Director: James H. Prestegard.
Access and use
Access is restricted by licensing agreement.
Summary
This dissertation describes the development and application of Nuclear Magnetic Resonance (NMR) methods, that rely on the measurement of residual dipolar couplings in partially aligned systems for studying protein structure, protein-ligand binding and internal dynamics.
We present a procedure, based on an order matrix analysis of two independent sets of residual dipolar data, that allows rapid determination of relative molecular fragment orientation, without the need for any other long-range structural constraints. The relative geometry of two molecular fragments in the protein rubredoxin determined using this procedure is in excellent agreement with the available X-ray structure. We also introduce residual dipolar coupling NMR methodology for determining the relative orientation of domains in homomultimeric systems possessing certain types of molecular symmetry.

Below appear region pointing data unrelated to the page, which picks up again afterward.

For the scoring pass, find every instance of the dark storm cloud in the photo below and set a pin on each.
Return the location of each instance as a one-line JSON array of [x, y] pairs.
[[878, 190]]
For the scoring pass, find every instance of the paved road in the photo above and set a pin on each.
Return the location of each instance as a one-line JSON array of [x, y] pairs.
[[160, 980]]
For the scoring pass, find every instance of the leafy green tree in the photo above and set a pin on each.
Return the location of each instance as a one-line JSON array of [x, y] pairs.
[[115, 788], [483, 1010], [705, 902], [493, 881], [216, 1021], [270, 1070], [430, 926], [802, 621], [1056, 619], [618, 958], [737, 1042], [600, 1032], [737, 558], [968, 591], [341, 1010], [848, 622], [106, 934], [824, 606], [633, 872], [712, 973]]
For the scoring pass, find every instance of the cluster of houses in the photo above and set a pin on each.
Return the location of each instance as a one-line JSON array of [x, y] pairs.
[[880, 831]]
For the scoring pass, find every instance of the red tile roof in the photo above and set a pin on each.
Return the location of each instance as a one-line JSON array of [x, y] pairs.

Residual dipolar coupling methodology has also been developed for determining bound conformations of protein ligands in exchanging systems, with specific application to protein-carbohydrate interactions. The relative geometry of 13C-isotropically enriched (alpha-methyl-mannose bound to unlabelled, 54 kDa homotrimeric Mannose Binding Protein (MBP) has been determined using residual dipolar couplings measured in alpha-methylmannose and considerations of the 3-fold rotational molecular symmetry in MBP. The determined geometry deviates from that determined using available solid-state models and molecular modeling by ∼40°. Possible reasons for this deviation are discussed, and the methodology extended for future application to unlabelled ligands.

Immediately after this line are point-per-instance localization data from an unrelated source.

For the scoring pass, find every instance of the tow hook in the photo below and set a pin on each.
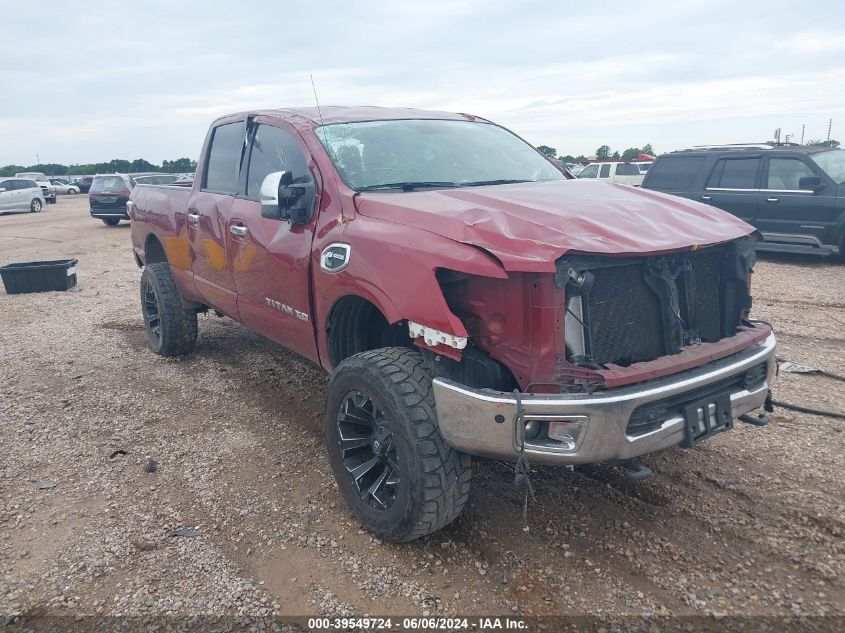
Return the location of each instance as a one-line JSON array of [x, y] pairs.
[[761, 419], [635, 471]]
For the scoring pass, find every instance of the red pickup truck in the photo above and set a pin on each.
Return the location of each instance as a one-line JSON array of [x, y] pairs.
[[467, 296]]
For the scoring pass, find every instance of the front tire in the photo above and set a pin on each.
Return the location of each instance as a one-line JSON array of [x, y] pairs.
[[392, 465], [171, 330]]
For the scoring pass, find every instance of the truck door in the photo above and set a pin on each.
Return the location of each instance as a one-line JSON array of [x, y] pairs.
[[209, 216], [272, 257], [789, 213], [732, 186]]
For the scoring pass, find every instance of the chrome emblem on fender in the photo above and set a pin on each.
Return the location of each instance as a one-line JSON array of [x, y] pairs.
[[335, 257], [281, 307]]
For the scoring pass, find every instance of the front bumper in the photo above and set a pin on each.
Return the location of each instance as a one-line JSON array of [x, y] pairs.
[[483, 422]]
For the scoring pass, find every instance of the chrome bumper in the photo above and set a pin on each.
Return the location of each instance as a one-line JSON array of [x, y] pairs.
[[483, 422]]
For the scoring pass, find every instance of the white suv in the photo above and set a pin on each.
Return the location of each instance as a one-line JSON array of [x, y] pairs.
[[20, 194], [43, 182], [620, 172]]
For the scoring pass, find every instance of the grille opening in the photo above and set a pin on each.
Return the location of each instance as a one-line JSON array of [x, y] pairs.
[[625, 319]]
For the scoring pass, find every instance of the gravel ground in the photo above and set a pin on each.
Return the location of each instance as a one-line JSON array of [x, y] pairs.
[[241, 515]]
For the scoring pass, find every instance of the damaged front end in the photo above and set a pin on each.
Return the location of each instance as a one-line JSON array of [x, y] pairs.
[[611, 357]]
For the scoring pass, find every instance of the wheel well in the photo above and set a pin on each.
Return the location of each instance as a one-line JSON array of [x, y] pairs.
[[154, 251], [356, 325]]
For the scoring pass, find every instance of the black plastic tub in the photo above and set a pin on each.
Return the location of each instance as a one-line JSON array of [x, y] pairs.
[[39, 276]]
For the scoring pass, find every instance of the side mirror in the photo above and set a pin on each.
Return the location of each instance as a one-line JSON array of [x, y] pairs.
[[269, 195], [811, 182], [282, 199]]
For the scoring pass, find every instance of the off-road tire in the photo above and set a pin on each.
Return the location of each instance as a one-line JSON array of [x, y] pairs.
[[177, 327], [434, 478]]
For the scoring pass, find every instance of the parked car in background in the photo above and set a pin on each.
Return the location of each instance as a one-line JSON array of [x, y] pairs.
[[47, 189], [107, 197], [621, 173], [85, 183], [109, 193], [63, 187], [794, 195], [20, 194]]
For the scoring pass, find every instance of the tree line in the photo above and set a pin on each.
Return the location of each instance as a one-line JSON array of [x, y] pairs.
[[602, 153], [117, 165]]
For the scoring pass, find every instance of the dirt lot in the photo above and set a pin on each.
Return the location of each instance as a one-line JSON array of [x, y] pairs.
[[751, 522]]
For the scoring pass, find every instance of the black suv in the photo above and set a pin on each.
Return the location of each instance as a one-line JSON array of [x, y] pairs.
[[793, 194]]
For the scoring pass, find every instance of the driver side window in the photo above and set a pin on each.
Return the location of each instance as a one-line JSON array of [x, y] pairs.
[[273, 149]]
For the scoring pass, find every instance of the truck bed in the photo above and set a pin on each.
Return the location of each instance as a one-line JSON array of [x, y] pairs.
[[161, 210]]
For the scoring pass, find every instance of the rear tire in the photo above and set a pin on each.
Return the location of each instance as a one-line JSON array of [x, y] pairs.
[[171, 330], [393, 467]]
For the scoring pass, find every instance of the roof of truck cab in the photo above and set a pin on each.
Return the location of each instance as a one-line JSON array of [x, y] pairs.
[[351, 114]]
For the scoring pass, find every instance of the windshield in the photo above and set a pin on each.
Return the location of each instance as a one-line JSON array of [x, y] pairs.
[[410, 154], [164, 179], [108, 184], [832, 163]]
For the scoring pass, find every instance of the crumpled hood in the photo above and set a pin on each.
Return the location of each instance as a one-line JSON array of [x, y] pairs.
[[530, 225]]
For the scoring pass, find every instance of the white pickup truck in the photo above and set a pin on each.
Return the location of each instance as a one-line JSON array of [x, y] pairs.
[[622, 173]]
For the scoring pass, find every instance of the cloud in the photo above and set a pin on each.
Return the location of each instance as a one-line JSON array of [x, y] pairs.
[[130, 79]]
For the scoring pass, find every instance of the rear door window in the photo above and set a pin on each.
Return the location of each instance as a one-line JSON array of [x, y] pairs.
[[108, 184], [674, 173], [786, 173], [224, 157], [273, 149], [734, 173], [627, 169]]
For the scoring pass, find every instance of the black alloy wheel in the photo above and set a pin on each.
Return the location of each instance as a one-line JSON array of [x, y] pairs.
[[394, 469], [150, 309], [366, 443]]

We have examined, both theoretically, and experimentally, the effects of internal motion on residual dipolar couplings and the ramifications of these effects on structural analysis. We demonstrate that an order matrix analysis of dipolar data measured in rigid molecular fragments can be used to characterize both the anisotropy, and the amplitude, of internal motions that exist between fragments. At the limit of moderate amplitude, this order matrix analysis can also be used for assembling fragments into a meaningful average structure. Application of this protocol on residual dipolar couplings measured in cyanometinyoglobin indicates that helices in cyanometmyoglobin undergo variable levels of slow internal motions (ms-mus timescales), with helix F undergoing extensive isotropic internal motions, and helix E being largely rigid. The protein fold determined from dipolar data using this protocol is in excellent agreement with the X-ray structure, despite the presence of internal motions.
Format
Books / Online / Dissertations & Theses
Language
English
Added to Catalog
July 12, 2011
Thesis note
Thesis (Ph.D.)--Yale University, 2000.
Also listed under
Yale University.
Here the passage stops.